As ameaças ao povo Yanomami seguem as mesmas de décadas anteriores: o avanço das invasões territoriais para atividades ilegais e as dificuldades de controle e penalização pelo poder público. Ayrton Neto apontou os prejuízos do desmonte do aparato estatal de proteção aos direitos indígenas nos últimos anos, que além de viabilizar o avanço de frentes de exploração ilegais, também afetou a atuação da sociedade civil nacional e internacional que atuavam em apoio a essa população.
“As comunidades e associações de base ficaram desamparadas para o acesso aos seus direitos. Ainda hoje, com um governo que vem se mostrando aliado aos direitos dos povos indígenas, essas articulações não puderam ser recompostas e, certamente, vão levar um tempo até se reestabelecerem”, enfatizou Ayrton.
Sobre a parceria
Um dos pilares estratégicos da ACT-Brasil visa o fortalecimento da governança das associações indígenas e da autonomia e articulação entre os povos. E foi partindo desta premissa que, em 2021, foi estabelecida parceria com a COIAB. Fundada há quase 35 anos, seis meses após a promulgação da Constituição Federal de1988, a COIAB tem histórico de renome na atuação em rede regionalmente pela defesa dos direitos indígenas no país.
Conforme informado em seu site, a COIAB reúne, atualmente, organizações indígenas de 64 regiões de base, situadas nos nove estados da Amazônia Brasileira, além de também compor instâncias de referência no movimento indígena brasileiro, como a Articulação dos Povos Indígenas do Brasil (Apib) e a Coordenação das Organizações Indígenas da Bacia Amazônica (Coica).
A parceria entre a ACT-Brasil e a COIAB firma o compromisso de ação conjunta em benefício dos povos indígenas em seus territórios. O plano de trabalho entre as duas organizações é direcionado a quatro objetivos primordiais, com atenção especial a um deles: colaborar para avanços na proteção dos povos indígenas isolados e de recente contato, com respeito à sua autonomia.
Além deste, também estão entre os objetivos a atuação conjunta visando o apoio à promoção da autodeterminação e ao fortalecimento da governança dos povos parceiros, a proteção, gestão, conservação e garantia dos seus territórios tradicionalmente ocupados, e também a garantia e salvaguarda dos seus direitos constitucionais.

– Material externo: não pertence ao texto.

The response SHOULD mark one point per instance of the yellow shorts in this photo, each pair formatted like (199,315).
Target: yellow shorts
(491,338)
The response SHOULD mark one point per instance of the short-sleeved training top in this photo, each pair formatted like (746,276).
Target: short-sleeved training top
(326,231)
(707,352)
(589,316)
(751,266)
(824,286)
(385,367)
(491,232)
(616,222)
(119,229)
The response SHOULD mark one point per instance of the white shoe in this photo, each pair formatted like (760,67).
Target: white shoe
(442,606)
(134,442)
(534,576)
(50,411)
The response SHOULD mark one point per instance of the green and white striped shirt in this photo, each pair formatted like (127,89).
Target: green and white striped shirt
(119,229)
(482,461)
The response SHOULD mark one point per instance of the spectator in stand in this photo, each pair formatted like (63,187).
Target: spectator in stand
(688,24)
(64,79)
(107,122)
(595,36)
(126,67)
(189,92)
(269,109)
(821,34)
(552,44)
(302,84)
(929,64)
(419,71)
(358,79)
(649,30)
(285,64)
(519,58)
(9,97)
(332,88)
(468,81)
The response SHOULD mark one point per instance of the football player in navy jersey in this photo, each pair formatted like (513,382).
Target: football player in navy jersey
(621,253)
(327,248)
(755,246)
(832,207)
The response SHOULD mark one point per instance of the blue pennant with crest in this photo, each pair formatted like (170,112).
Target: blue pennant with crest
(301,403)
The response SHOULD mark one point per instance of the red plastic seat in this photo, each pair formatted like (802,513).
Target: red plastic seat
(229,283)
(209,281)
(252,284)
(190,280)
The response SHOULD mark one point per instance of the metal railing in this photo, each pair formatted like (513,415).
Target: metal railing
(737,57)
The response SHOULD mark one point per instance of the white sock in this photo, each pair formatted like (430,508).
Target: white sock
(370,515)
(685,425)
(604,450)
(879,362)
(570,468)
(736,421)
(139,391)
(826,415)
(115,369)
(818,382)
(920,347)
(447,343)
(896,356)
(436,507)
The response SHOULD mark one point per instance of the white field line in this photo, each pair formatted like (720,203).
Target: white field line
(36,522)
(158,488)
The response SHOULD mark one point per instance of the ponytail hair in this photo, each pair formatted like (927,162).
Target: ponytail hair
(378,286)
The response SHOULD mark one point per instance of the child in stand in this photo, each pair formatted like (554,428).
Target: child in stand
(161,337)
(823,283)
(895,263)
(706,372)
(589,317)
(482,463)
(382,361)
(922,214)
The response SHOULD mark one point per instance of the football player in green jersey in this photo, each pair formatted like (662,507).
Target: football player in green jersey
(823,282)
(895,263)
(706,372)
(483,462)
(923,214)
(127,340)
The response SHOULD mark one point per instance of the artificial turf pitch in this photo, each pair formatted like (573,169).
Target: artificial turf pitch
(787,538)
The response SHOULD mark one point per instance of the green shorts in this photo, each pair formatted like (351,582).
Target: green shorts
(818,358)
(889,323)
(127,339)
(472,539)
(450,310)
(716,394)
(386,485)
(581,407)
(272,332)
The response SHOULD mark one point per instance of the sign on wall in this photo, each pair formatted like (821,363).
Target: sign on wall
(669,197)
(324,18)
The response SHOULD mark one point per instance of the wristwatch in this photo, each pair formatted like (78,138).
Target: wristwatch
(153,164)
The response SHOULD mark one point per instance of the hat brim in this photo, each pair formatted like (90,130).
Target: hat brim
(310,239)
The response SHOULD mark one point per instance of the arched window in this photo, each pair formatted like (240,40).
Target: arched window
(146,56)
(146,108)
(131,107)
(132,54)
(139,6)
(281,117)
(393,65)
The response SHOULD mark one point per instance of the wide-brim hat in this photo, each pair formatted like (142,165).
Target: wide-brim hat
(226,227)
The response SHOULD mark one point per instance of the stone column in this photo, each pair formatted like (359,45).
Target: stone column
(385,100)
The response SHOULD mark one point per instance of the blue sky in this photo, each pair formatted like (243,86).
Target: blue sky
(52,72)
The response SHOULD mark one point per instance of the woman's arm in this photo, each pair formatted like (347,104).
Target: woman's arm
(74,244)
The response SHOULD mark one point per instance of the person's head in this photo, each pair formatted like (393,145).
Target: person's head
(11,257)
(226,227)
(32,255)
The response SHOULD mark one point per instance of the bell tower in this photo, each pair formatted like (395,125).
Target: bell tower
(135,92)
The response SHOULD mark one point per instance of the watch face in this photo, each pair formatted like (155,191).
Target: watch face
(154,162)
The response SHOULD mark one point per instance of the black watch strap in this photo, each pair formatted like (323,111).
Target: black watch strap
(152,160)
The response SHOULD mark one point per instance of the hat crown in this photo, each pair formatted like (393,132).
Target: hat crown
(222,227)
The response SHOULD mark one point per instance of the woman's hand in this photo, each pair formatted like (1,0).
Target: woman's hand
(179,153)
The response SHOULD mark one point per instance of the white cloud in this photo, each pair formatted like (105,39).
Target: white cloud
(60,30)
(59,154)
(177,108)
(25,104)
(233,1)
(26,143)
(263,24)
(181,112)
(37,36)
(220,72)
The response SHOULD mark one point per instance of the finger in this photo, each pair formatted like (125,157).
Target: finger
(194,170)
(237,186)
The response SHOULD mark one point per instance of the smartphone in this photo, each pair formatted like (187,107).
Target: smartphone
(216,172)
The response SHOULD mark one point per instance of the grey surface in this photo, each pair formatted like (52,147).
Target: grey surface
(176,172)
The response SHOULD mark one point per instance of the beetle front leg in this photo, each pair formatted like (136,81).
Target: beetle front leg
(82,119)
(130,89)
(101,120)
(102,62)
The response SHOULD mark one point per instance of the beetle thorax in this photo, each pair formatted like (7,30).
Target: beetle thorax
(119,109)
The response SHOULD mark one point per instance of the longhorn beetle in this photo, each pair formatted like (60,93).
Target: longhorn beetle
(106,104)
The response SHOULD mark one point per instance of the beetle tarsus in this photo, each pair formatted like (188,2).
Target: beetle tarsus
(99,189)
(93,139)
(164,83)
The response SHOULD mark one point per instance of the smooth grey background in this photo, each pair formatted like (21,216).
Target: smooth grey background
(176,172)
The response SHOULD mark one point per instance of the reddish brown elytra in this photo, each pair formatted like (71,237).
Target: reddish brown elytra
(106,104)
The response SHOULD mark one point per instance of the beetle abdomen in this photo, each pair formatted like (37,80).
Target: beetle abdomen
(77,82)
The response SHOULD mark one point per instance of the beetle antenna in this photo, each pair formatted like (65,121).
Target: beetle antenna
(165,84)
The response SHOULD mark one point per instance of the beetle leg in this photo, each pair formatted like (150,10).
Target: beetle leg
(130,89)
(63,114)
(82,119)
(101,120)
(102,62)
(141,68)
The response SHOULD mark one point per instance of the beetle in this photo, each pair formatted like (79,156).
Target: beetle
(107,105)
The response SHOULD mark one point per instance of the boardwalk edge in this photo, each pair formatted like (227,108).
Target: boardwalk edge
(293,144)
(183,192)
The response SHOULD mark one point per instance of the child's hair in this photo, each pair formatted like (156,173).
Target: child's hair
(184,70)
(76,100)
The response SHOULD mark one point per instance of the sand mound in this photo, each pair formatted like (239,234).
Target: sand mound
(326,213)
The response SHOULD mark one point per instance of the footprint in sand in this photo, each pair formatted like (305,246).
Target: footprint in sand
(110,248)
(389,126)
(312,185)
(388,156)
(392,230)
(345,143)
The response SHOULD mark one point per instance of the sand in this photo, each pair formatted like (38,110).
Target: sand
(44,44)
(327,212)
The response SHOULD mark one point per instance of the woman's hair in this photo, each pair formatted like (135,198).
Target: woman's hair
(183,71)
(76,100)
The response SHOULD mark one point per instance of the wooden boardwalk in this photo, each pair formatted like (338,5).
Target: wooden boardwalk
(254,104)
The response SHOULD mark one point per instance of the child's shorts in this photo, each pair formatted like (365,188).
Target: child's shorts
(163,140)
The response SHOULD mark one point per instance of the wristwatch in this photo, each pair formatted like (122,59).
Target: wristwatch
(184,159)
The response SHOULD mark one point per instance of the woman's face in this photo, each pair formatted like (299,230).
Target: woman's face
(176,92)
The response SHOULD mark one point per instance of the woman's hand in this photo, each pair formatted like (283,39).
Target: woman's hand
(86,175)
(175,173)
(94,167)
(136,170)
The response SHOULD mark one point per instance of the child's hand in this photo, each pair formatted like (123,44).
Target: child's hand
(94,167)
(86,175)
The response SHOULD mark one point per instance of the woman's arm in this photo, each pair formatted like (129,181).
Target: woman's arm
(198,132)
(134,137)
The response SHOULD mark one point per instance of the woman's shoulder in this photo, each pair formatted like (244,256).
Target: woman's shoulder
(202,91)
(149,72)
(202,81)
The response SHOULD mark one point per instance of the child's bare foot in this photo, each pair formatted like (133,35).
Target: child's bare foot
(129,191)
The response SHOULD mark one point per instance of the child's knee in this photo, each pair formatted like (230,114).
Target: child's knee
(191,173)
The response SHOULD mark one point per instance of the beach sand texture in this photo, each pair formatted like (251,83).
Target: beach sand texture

Ayrton explica que o plano estratégico foi orientado, principalmente, com atenção a povos que têm pouco ou nenhum apoio de organizações da sociedade civil e do Estado. “Além disso, buscou-se povos que estivessem em particular vulnerabilidade devido a ameaças históricas e atuais, e que se localizassem em pontos estratégicos em relação à proteção de povos isolados”, disse o coordenador de programas da ACT-Brasil.
No primeiro ano de ação conjunta, os esforços se concentraram na prevenção à pandemia de covid-19 e seus impactos diretos às comunidades indígenas. Naquele momento em que as atividades das equipes nos territórios precisaram ser suspensas, as equipes se dedicaram à mediação de ajuda humanitária e biossegurança dos povos indígenas, num cenário em que a proteção à vida era a primeira necessidade.
Por meio da parceria, em 2021, 15 diferentes povos indígenas foram apoiados, totalizando mais de 6.900 pessoas que tiveram acesso aos kits de higiene, testes rápidos e kits de segurança alimentar, com ferramentas e outros utensílios de relevância para a rotina produtiva das comunidades, como apetrechos de pesca ou para a agricultura.